El movimiento se inicia de una manera espontánea, nadie lo dirige, pero se van incorporando los elementos más politizados, y los comunistas se implican de manera rotunda, a pesar de que en un principio no les parecía el momento oportuno, ya que todos sus esfuerzos estaban dirigidos a la preparación de una huelga general. Los nueve días de movilizaciones fueron un éxito y lograron una respuesta favorable a todas las demandas. La empresa cedió, probablemente, por temor a que el conflicto se extendiera todavía más. No les salió gratis. Los mineros y sus mujeres fueron detenidos y sufrieron brutales palizas por parte de policías y guardias civiles para que confesaran los nombres de los cabecillas de las huelgas.

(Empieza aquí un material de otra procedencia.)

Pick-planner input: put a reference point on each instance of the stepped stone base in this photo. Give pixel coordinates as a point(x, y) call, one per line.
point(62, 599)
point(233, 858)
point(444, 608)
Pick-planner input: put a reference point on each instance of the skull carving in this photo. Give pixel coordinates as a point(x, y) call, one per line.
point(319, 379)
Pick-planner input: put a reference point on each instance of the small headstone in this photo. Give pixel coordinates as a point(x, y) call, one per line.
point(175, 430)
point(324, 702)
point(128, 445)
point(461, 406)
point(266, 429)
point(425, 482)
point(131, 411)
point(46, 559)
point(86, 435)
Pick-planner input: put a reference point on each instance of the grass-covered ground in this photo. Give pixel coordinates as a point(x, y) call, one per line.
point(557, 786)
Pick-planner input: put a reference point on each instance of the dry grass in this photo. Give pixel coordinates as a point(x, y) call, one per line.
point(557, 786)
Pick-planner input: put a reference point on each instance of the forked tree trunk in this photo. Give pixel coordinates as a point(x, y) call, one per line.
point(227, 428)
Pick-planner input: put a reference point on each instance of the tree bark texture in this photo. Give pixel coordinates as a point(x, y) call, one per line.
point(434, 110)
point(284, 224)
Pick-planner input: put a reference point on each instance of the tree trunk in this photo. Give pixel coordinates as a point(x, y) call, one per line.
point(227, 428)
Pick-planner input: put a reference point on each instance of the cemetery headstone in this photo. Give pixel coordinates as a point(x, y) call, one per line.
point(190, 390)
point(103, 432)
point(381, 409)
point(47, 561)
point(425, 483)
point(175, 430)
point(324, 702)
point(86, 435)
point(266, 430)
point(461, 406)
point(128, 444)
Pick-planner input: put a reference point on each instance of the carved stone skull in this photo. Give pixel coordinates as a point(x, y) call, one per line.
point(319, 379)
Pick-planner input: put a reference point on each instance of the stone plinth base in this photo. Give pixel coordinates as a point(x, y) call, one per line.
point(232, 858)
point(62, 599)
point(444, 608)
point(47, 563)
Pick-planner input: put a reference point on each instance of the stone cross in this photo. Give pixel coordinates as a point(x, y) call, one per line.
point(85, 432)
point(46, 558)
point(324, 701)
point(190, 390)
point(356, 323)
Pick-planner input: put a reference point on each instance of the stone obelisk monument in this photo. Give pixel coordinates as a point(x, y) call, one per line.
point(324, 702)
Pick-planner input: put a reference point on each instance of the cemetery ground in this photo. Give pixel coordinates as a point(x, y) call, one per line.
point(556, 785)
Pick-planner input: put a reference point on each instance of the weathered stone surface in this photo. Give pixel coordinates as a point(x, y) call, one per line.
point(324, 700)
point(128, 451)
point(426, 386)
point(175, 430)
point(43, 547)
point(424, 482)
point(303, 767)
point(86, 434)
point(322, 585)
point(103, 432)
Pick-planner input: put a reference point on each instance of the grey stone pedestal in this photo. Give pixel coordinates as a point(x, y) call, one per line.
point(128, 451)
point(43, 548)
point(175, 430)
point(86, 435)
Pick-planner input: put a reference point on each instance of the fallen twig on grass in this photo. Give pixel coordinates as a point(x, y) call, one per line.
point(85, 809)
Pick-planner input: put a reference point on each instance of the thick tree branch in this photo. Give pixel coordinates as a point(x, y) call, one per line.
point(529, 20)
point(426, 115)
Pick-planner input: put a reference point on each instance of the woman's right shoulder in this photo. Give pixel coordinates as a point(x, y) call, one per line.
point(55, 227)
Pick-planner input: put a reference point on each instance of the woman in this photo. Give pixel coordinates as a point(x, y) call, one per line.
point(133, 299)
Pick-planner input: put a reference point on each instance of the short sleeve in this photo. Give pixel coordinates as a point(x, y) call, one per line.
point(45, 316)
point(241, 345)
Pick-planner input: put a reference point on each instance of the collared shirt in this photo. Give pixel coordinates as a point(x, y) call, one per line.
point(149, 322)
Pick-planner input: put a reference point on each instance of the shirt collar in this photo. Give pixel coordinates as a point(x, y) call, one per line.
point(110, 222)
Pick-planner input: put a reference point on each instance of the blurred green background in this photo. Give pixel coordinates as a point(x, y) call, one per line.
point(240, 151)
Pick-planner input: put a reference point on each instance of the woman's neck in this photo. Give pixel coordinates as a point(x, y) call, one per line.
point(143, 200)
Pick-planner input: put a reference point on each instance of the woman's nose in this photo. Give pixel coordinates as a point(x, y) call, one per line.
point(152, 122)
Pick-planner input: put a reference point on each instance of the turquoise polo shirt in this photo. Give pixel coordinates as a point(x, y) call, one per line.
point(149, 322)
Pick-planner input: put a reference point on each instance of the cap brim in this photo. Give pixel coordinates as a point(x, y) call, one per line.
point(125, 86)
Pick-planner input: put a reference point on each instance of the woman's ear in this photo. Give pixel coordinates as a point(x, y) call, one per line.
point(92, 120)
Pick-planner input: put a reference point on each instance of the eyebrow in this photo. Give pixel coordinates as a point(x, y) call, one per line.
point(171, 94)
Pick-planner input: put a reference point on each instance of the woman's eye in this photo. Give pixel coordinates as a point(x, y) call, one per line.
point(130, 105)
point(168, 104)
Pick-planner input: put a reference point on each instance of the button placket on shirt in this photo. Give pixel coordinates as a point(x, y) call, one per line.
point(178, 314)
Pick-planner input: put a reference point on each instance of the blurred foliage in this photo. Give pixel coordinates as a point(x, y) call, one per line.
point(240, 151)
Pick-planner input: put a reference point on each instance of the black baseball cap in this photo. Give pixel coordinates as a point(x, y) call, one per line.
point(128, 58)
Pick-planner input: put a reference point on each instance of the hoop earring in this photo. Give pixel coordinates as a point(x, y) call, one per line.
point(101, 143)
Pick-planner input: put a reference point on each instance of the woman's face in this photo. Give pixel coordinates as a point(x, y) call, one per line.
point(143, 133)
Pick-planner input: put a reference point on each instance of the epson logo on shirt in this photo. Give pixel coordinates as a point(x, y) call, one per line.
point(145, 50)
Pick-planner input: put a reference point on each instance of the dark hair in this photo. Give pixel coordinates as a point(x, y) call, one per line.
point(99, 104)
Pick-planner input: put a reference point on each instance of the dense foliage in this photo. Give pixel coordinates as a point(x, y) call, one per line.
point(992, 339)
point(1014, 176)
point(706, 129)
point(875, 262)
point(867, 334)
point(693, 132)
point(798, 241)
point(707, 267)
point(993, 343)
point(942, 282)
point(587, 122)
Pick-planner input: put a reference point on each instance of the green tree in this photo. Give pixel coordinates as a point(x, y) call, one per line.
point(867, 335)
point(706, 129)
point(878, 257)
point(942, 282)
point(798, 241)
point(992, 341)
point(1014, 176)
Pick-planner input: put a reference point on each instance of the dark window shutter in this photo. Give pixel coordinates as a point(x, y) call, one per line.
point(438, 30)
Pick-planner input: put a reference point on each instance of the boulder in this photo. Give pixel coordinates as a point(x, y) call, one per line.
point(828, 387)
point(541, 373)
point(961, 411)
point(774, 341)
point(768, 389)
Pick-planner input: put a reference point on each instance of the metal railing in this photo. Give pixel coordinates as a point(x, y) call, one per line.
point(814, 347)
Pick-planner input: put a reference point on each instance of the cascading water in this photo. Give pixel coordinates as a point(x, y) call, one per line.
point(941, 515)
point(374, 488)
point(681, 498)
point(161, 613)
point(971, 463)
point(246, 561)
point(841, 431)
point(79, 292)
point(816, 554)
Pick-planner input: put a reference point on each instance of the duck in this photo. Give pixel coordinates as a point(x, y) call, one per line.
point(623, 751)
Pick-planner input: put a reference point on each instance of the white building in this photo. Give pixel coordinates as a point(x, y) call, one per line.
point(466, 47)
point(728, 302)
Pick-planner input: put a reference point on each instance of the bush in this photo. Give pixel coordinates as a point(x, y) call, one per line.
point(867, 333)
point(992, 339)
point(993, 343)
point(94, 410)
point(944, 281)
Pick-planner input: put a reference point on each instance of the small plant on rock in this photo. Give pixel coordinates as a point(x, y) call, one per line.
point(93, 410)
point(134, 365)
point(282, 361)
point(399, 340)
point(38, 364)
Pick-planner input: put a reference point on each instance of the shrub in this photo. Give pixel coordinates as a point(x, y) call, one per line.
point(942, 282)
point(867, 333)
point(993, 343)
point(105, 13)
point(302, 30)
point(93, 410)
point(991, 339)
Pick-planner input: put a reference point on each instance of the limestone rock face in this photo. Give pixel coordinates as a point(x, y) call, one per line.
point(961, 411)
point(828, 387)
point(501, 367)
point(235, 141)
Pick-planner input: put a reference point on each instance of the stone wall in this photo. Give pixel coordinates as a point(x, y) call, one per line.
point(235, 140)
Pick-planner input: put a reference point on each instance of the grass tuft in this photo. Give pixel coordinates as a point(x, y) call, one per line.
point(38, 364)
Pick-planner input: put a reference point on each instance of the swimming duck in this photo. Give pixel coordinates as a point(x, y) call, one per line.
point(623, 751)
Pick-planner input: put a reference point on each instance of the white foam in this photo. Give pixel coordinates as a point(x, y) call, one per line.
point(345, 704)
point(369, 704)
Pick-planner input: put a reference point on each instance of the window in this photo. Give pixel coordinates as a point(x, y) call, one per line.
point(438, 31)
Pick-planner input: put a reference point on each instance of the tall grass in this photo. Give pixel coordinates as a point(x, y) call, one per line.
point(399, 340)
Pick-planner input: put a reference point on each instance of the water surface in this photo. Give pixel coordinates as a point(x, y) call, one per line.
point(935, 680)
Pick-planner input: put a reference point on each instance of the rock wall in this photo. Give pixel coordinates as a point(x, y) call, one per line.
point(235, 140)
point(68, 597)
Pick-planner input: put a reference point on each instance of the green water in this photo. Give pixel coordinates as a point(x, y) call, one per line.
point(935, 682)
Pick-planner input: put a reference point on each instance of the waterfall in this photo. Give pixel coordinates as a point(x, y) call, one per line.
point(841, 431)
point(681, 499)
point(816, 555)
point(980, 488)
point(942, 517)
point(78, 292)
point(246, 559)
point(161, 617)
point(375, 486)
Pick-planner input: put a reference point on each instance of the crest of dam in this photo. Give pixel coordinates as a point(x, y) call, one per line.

Con el paso del tiempo, la resistencia heroica de aquellos hombres que plantaron cara a la dictadura y consiguieron todas sus reivindicaciones se convirtió en una leyenda. No pudieron imaginar que su lucha sería el comienzo de un gran movimiento sindical que daría origen a Comisiones Obreras.

A pesar de la miscelánea ideológica de las primeras comisiones, hay quien insiste en atribuir al Partido Comunista un papel fundamental en la creación del sindicato. Santiago Carrillo escribe al respecto en sus Memorias:

Tradicionalmente, el PCE había ejercido una influencia muy reducida en el movimiento sindical español. Los anarcosindicalistas y el PSOE controlaban las dos grandes centrales históricas: CNT y UGT. Durante años yo defendí la idea de que había que modificar esa situación si queríamos lograr el punto de apoyo decisivo que nos había faltado antes de la guerra. Por eso en mi labor dediqué mucha atención al movimiento sindical…

Repite más adelante:

Si nadie personalmente puede atribuirse la paternidad de este movimiento, que surgió de la espontaneidad de los mismos trabajadores, su generalización y teorización fue impulsada decisivamente en los órganos del PCE por mí […]. El movimiento político-social de CCOO fue uno de los grandes logros del PCE; por este lado la pretensión de aislar políticamente al partido quedaba radicalmente frustrada.

Carrillo sostiene, además, el papel de vanguardia que CCOO desempeñó en el movimiento obrero.

Desde la aparición de Comisiones Obreras trataron de romper la clandestinidad y de conseguir un status de facto, y aunque sufrieron serios golpes policiacos lo consiguieron, a costa, ciertamente, de largos periodos de prisión de sus dirigentes reconocidos. De este modo, en el momento de la Transición, había en toda España decenas de líderes obreros conocidos, populares, que se habían formado en CCOO, lo que no sucedía con otras centrales sindicales.